Extracting Go Source from Markdown

With our line index implemented, converting each file is straightforward. First, we read in the source code and build our line index:

func convertFile(name string) error {
	contents, err := os.ReadFile(name)
	if err != nil {
		return err
	}

	index := indexLines(contents)

Next, we parse the Markdown:

	parser := goldmark.DefaultParser()
	parser.AddOptions(goldmark_parser.WithParagraphTransformers(
		util.Prioritized(extension.NewTableParagraphTransformer(), 200),
	))
	document := parser.Parse(text.NewReader(contents))

Then, we walk the parsed AST, looking for fenced code blocks with the language go:

	var source bytes.Buffer
	ast.Walk(document, func(n ast.Node, enter bool) (ast.WalkStatus, error) {
		code, ok := n.(*ast.FencedCodeBlock)
		if !ok || !enter || string(code.Language(contents)) != "go" {
			return ast.WalkContinue, nil
		}

		lines := code.Lines()
		if lines.Len() == 0 {
			return ast.WalkContinue, nil
		}

When we find a suitable code block, we determine its line number, then emit a line directive followed by the contents of the code block into our output:

		lineNumber := index.lineNumber(lines.At(0).Start)
		fmt.Fprintf(&source, "//line %v:%v\n", name, lineNumber)

		for i := 0; i < lines.Len(); i++ {
			line := lines.At(i)
			source.Write(line.Value(contents))
		}

		return ast.WalkContinue, nil
	})

Finally, we emit the collected source into an output file and return.
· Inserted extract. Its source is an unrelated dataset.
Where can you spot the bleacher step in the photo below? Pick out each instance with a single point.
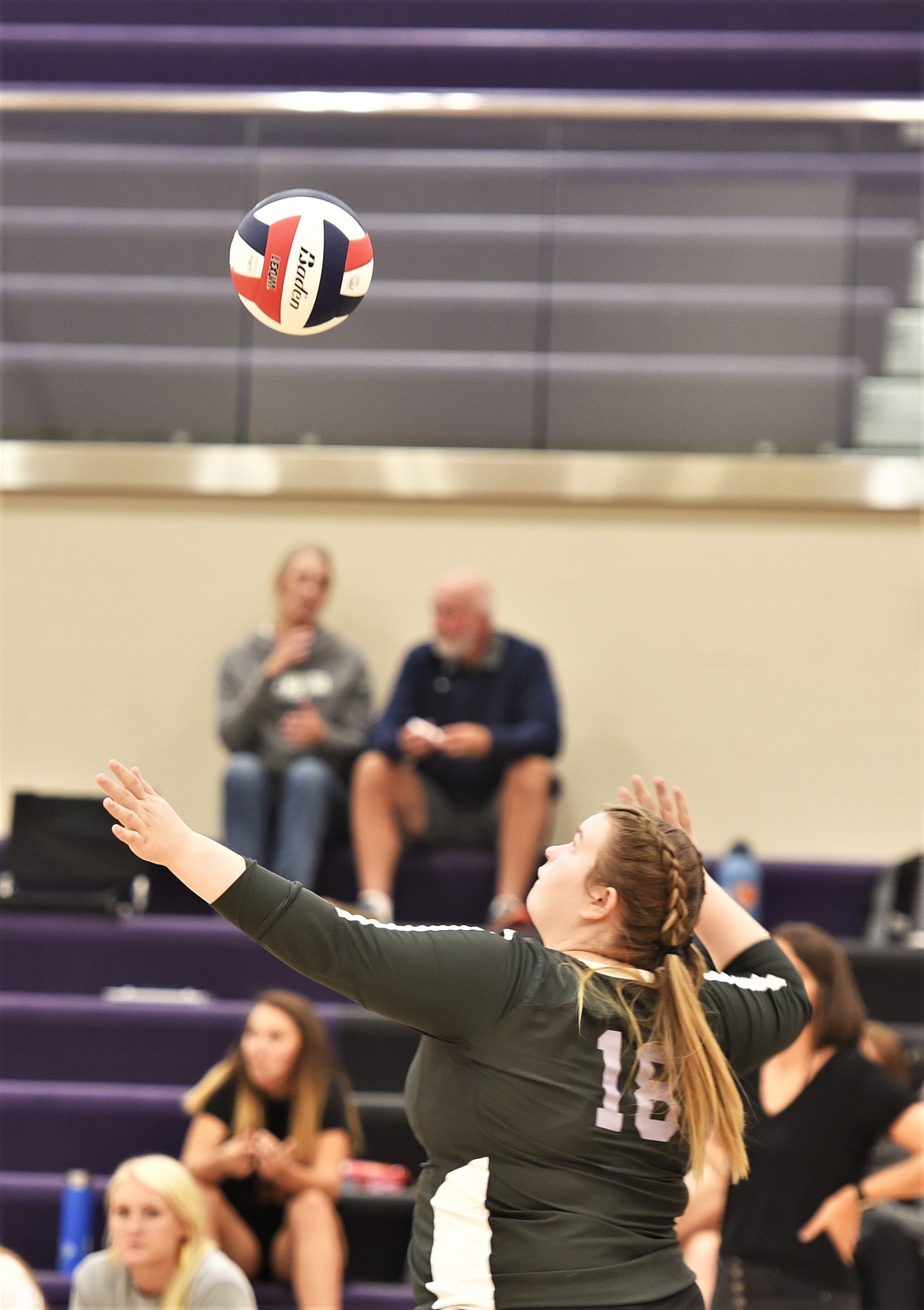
(892, 413)
(904, 342)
If the walk did not extract any source code, we do not emit an output file.

	if source.Len() == 0 {
		return nil
	}
	return os.WriteFile(name[:len(name)-3]+".go", source.Bytes(), 0600)
}

The Entry Point

The only thing left to do now is to implement lingo's entry point. The entry point is responsible for finding the Markdown files the tool will convert and driving their conversion using convertFile.
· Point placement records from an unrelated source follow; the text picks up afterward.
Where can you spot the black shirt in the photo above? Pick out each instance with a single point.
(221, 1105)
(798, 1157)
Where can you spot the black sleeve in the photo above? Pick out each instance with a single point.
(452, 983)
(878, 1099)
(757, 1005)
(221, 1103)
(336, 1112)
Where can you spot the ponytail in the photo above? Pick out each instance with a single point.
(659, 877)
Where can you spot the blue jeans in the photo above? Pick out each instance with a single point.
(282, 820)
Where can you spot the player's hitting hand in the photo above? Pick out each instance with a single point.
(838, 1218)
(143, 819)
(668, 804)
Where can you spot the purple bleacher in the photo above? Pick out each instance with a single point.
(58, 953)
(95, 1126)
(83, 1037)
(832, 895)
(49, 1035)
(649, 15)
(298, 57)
lingo operates on Markdown files in the current directory, so we begin by fetching the path of the current directory and listing its contents:

func main() {
	wd, err := os.Getwd()
	if err != nil {
		log.Fatalf("could not read current directory: %v", err)
	}

	entries, err := os.ReadDir(wd)
	if err != nil {
		log.Fatalf("could not read current directory: %v", err)
	}

Then, we iterate the directory's contents and attempt to convert each .md file to a .go file.
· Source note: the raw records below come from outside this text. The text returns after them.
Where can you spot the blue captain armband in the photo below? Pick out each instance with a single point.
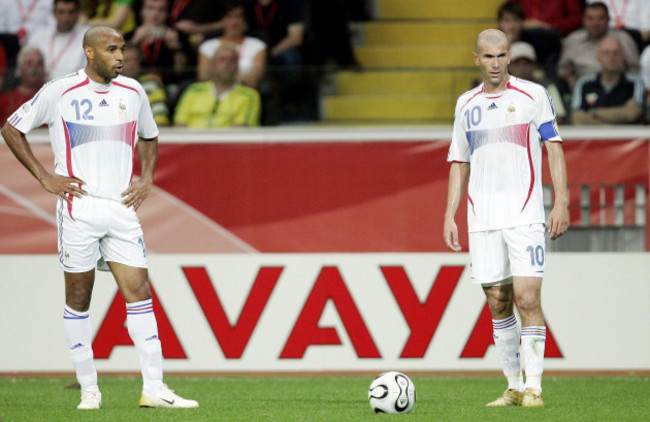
(548, 130)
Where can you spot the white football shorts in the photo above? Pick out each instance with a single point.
(99, 229)
(498, 255)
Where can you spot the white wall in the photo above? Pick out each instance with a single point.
(597, 307)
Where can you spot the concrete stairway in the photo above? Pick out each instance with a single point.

	for _, entry := range entries {
		name := entry.Name()
		ext := filepath.Ext(name)
		if ext != ".md" {
			continue
		}
		if err = convertFile(name); err != nil {
			log.Fatalf("could not convert file '%v': %v", name, err)
		}
	}
}

And we're done!

Hacking on lingo

Hacking on lingo is a little bit different from working with a more traditional Go code base. In order to make changes to lingo itself, you'll need to edit this file, then run go generate. You should commit the changes to this file and the changes to README.go:

$ touch README.md
$ go generate
$ git add README.{md,go}

Building and Installing

To build or install lingo, just run go install from the root of the repository.

Testing

Before testing lingo, first build it using the instructions above. Once you've built lingo, you can run the tests by invoking go test. The test data for lingo lives in the directories under testdata. Each directory contains a single test, with the inputs in the directory itself and the expected outputs in the expected subdirectory.

Tests are driven by the code in main_test.go. Each test runs lingo in a particular test directory, then compares the contents of the files in the directory with the contents of the expected subdirectory.